Parcel can take Madhu’s portrait (500 kB!) and process it into a 50 kB version, with basically zero effort or configuration from me. It even works out of the box on Cloudflare’s build environment.

Reducing CSS bundle size

On the topic of CSS, this is also the first time I actually compiled Bootstrap’s component files into my project instead of linking to the mega Bootstrap build. That’s really the only reason I used Sass at all, coincidentally.

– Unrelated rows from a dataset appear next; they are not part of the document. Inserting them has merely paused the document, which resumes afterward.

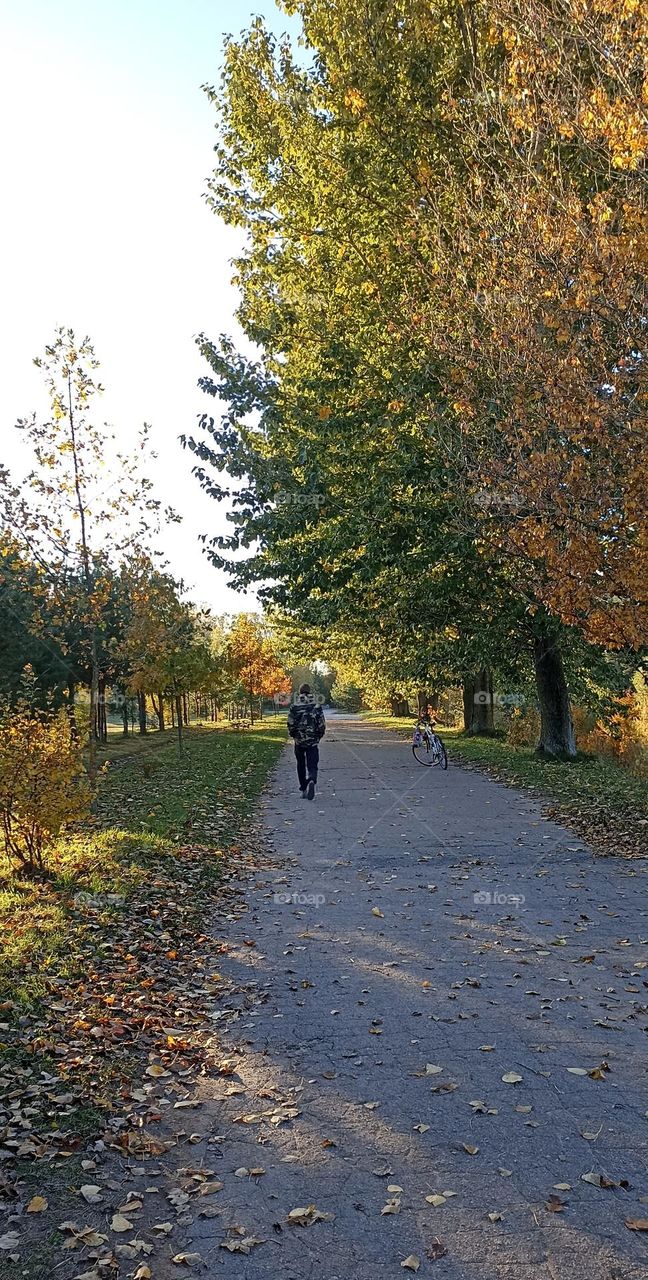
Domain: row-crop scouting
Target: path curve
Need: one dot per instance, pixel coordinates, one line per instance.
(428, 936)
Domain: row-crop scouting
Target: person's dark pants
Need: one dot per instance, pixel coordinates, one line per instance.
(307, 760)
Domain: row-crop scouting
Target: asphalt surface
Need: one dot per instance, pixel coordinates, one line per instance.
(418, 996)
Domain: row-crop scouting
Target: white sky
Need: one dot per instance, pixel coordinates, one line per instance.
(105, 146)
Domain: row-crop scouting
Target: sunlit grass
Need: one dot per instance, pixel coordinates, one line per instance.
(150, 800)
(583, 786)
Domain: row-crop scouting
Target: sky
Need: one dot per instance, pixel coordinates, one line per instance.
(105, 149)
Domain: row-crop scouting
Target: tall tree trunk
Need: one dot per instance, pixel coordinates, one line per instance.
(101, 720)
(141, 712)
(94, 702)
(71, 709)
(159, 711)
(557, 737)
(478, 703)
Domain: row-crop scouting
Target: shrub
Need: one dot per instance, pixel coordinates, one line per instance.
(42, 782)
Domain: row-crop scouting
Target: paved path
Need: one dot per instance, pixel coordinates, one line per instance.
(382, 1010)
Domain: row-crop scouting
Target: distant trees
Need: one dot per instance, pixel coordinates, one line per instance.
(85, 604)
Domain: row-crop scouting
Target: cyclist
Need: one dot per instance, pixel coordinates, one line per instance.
(306, 727)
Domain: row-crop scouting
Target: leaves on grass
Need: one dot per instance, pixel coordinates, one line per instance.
(37, 1205)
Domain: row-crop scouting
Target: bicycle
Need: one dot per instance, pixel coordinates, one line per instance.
(427, 746)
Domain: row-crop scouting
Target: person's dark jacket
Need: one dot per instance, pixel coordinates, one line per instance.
(306, 721)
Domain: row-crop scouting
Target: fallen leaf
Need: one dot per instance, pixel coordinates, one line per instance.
(37, 1205)
(436, 1249)
(241, 1246)
(91, 1194)
(309, 1215)
(392, 1206)
(121, 1224)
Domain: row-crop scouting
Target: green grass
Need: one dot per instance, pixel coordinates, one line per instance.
(601, 799)
(151, 798)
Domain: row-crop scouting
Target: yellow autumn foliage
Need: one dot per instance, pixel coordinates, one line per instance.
(42, 784)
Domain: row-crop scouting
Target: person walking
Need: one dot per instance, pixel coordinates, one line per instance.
(306, 727)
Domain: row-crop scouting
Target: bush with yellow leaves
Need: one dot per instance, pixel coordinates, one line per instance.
(42, 784)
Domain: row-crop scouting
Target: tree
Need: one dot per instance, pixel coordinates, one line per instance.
(64, 513)
(254, 662)
(42, 784)
(386, 192)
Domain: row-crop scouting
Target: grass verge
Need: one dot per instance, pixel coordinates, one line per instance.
(602, 800)
(106, 967)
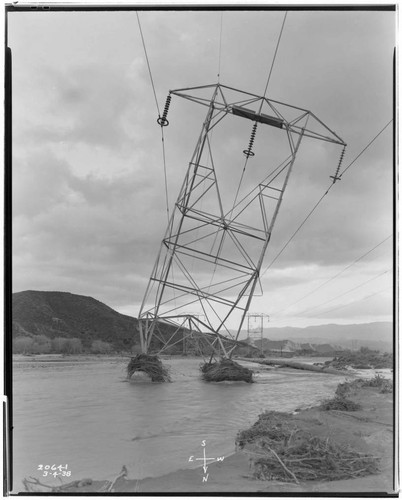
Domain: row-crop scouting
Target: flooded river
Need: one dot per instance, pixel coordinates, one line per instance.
(86, 415)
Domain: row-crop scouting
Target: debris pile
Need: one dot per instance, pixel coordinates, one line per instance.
(226, 370)
(150, 365)
(378, 381)
(340, 403)
(363, 359)
(282, 452)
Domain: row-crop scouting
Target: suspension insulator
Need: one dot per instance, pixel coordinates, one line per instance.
(336, 177)
(249, 152)
(162, 120)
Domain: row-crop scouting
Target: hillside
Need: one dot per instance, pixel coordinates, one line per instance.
(67, 315)
(378, 335)
(63, 314)
(47, 317)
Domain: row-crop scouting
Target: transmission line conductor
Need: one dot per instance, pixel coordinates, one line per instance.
(162, 120)
(211, 254)
(337, 177)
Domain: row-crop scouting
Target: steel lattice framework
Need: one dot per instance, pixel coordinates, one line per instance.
(212, 252)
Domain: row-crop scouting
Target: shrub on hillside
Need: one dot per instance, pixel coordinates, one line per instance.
(22, 345)
(100, 347)
(66, 346)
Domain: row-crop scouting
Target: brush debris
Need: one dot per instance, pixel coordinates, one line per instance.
(226, 370)
(150, 365)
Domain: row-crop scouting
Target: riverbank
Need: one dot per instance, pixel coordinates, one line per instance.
(368, 430)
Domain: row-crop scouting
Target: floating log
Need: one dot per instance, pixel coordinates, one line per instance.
(226, 370)
(297, 365)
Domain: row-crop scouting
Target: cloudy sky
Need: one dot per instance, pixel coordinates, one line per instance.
(89, 207)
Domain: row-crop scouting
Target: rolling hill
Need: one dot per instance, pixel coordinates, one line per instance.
(63, 314)
(67, 315)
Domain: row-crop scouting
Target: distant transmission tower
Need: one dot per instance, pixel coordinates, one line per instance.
(255, 327)
(212, 252)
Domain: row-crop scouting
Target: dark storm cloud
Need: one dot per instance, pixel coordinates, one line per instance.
(89, 202)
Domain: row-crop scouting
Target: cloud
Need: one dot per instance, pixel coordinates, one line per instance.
(89, 203)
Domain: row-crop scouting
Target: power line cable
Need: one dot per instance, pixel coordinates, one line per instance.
(359, 300)
(220, 47)
(159, 114)
(368, 145)
(320, 200)
(336, 275)
(276, 51)
(345, 293)
(149, 67)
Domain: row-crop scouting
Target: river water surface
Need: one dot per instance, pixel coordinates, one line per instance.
(86, 415)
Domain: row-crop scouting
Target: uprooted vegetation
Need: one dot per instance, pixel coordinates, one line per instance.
(363, 359)
(280, 451)
(340, 403)
(384, 385)
(226, 370)
(150, 365)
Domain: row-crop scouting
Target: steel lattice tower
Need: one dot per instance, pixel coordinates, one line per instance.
(211, 255)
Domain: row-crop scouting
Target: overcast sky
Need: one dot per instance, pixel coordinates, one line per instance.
(89, 208)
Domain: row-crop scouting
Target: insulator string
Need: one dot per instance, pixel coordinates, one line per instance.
(273, 60)
(149, 67)
(322, 197)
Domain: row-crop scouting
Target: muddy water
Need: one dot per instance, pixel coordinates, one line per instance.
(86, 415)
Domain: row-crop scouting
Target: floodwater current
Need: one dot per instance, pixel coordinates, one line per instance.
(86, 415)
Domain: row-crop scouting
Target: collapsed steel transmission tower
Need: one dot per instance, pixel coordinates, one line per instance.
(213, 249)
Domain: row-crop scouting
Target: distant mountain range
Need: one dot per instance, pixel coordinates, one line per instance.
(378, 335)
(67, 315)
(63, 314)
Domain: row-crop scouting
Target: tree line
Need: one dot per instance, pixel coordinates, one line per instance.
(40, 344)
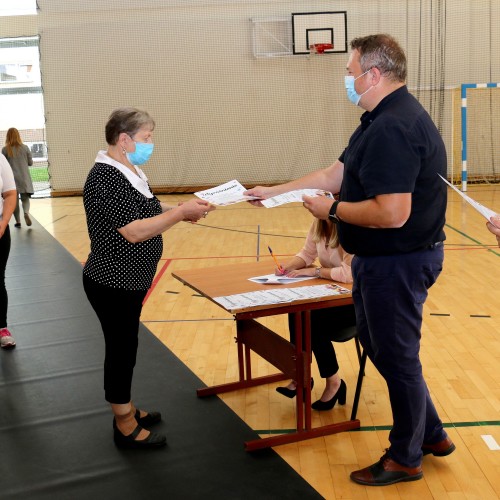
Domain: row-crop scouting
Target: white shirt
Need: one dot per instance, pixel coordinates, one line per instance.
(139, 181)
(7, 182)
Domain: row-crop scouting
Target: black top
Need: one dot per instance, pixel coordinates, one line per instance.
(396, 149)
(111, 202)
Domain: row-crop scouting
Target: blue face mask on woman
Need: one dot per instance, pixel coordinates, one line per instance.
(353, 96)
(142, 153)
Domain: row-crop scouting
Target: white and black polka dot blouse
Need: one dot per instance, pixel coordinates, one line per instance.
(111, 202)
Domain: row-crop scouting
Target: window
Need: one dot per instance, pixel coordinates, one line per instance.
(17, 7)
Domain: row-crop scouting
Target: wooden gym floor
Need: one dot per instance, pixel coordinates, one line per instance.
(460, 345)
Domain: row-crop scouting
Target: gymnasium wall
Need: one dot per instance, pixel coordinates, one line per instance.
(222, 113)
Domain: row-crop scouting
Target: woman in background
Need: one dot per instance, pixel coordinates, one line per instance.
(19, 157)
(322, 243)
(7, 204)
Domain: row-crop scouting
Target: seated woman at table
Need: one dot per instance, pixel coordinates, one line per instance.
(335, 264)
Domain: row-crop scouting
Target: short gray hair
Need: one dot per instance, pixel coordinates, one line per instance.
(128, 120)
(383, 52)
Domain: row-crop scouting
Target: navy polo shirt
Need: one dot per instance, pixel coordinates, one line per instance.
(396, 149)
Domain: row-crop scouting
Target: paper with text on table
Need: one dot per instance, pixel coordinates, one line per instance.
(273, 279)
(484, 211)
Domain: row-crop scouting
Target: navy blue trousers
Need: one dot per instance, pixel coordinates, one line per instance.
(4, 257)
(389, 293)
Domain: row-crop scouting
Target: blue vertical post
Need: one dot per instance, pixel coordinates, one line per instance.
(466, 86)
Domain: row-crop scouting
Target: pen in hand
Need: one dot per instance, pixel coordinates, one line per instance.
(278, 265)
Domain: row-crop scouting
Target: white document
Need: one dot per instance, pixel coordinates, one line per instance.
(293, 197)
(273, 279)
(225, 194)
(484, 211)
(278, 296)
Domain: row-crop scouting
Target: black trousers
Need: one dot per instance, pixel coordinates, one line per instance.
(324, 325)
(119, 312)
(4, 257)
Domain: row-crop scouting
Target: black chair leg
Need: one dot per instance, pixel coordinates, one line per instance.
(362, 364)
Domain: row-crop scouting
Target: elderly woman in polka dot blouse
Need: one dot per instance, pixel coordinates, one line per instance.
(125, 222)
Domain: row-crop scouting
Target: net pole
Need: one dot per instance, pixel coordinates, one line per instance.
(464, 88)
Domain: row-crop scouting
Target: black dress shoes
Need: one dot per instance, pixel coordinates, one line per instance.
(386, 471)
(153, 417)
(291, 393)
(339, 396)
(442, 448)
(152, 441)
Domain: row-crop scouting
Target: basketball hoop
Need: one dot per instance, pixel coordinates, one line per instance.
(319, 48)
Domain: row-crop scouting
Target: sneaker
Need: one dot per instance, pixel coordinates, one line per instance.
(6, 340)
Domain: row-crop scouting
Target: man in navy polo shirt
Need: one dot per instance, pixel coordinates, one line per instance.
(391, 215)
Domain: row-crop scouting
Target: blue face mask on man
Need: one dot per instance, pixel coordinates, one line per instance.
(142, 153)
(353, 96)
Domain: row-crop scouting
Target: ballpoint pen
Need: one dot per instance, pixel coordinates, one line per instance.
(278, 265)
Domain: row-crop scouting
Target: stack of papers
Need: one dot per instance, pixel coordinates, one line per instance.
(232, 192)
(279, 296)
(484, 211)
(273, 279)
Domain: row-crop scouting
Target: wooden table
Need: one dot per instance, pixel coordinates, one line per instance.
(293, 362)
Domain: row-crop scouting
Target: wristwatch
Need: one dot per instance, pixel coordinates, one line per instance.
(332, 215)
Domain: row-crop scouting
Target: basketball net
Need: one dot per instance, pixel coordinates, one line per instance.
(319, 48)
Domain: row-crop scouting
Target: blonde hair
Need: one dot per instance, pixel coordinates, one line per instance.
(327, 231)
(12, 140)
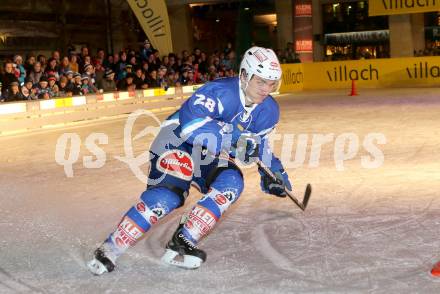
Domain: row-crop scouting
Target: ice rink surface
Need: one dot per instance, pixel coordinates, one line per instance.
(366, 230)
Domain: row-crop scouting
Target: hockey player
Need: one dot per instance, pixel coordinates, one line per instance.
(436, 270)
(198, 145)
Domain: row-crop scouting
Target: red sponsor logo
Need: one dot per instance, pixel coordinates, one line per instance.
(189, 225)
(203, 221)
(220, 199)
(140, 207)
(153, 219)
(176, 163)
(127, 233)
(274, 64)
(304, 45)
(260, 56)
(303, 10)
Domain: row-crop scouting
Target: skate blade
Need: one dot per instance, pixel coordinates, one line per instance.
(189, 262)
(96, 267)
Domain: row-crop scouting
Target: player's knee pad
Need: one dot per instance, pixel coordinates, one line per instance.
(154, 204)
(224, 191)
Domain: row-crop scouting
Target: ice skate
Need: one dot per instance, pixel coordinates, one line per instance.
(183, 253)
(101, 263)
(436, 270)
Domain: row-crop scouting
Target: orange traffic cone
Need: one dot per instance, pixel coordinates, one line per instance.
(353, 88)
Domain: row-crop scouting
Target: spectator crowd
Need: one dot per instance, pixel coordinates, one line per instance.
(43, 77)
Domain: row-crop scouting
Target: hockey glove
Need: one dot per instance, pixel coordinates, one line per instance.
(276, 186)
(244, 145)
(246, 149)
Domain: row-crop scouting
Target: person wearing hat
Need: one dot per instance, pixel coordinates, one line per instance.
(52, 68)
(139, 79)
(86, 88)
(146, 51)
(65, 87)
(20, 71)
(28, 91)
(53, 86)
(65, 66)
(76, 88)
(14, 93)
(42, 89)
(108, 84)
(7, 78)
(127, 83)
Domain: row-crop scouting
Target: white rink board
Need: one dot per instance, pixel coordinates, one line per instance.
(365, 230)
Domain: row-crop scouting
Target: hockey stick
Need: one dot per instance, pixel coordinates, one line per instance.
(307, 193)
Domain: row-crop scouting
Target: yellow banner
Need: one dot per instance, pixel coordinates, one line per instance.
(388, 7)
(153, 17)
(368, 73)
(292, 78)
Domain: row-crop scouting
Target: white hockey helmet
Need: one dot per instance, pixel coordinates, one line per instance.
(262, 62)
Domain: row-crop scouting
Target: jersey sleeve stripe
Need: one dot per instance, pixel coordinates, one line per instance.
(194, 125)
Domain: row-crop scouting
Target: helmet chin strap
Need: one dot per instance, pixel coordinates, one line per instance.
(248, 100)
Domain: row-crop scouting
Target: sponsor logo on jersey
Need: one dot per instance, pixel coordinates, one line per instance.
(127, 233)
(201, 221)
(260, 56)
(274, 65)
(223, 199)
(159, 211)
(176, 163)
(230, 195)
(140, 207)
(220, 199)
(245, 117)
(150, 215)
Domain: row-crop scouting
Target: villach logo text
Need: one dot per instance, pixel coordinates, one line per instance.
(343, 73)
(423, 70)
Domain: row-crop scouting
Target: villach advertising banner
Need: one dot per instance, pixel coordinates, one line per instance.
(153, 17)
(368, 73)
(388, 7)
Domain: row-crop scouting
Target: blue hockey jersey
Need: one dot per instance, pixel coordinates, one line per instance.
(217, 105)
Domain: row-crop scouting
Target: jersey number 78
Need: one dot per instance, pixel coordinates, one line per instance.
(207, 102)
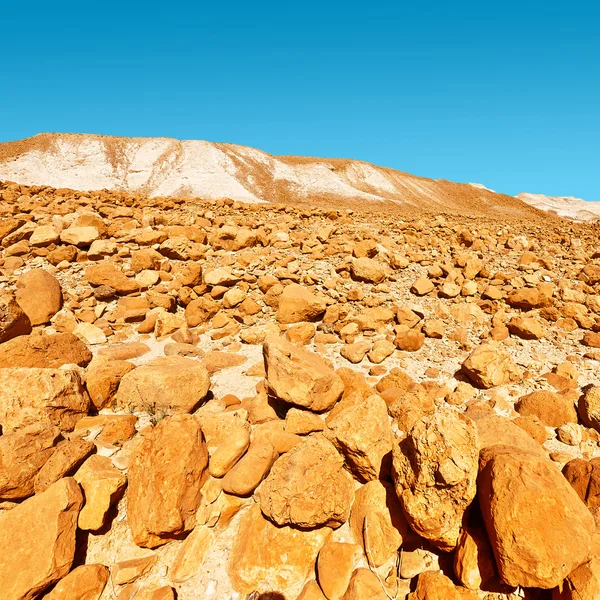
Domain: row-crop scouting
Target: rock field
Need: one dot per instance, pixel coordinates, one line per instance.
(226, 401)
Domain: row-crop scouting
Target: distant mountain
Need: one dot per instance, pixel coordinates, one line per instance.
(564, 206)
(168, 167)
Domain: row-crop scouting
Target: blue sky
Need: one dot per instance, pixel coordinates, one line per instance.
(502, 93)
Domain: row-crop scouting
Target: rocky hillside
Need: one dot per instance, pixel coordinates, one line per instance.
(568, 207)
(167, 167)
(221, 401)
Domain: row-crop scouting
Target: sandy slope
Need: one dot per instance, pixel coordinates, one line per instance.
(564, 206)
(168, 167)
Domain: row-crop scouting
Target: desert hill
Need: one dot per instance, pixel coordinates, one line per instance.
(167, 167)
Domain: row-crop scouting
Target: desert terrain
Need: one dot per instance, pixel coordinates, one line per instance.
(290, 393)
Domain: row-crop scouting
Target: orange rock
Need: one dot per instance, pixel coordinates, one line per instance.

@import "../node_modules/bootstrap/scss/functions";
@import "../node_modules/bootstrap/scss/variables";
@import "../node_modules/bootstrap/scss/maps";
@import "../node_modules/bootstrap/scss/mixins";
@import "../node_modules/bootstrap/scss/utilities";
@import "../node_modules/bootstrap/scss/root";
@import "../node_modules/bootstrap/scss/reboot";
@import "../node_modules/bootstrap/scss/type";
@import "../node_modules/bootstrap/scss/images";
@import "../node_modules/bootstrap/scss/containers";
@import "../node_modules/bootstrap/scss/grid";
@import "../node_modules/bootstrap/scss/helpers";
@import "../node_modules/bootstrap/scss/utilities/api";

body,
html {
  font-family: "IBM Plex Sans", system-ui, -apple-system, "Segoe UI", Roboto, "Helvetica Neue",
    "Noto Sans", "Liberation Sans", Arial, sans-serif, "Apple Color Emoji", "Segoe UI Emoji",
    "Segoe UI Symbol", "Noto Color Emoji";
}

I think this reduced the size of the CSS bundle from 300+ kB to about 100 or so.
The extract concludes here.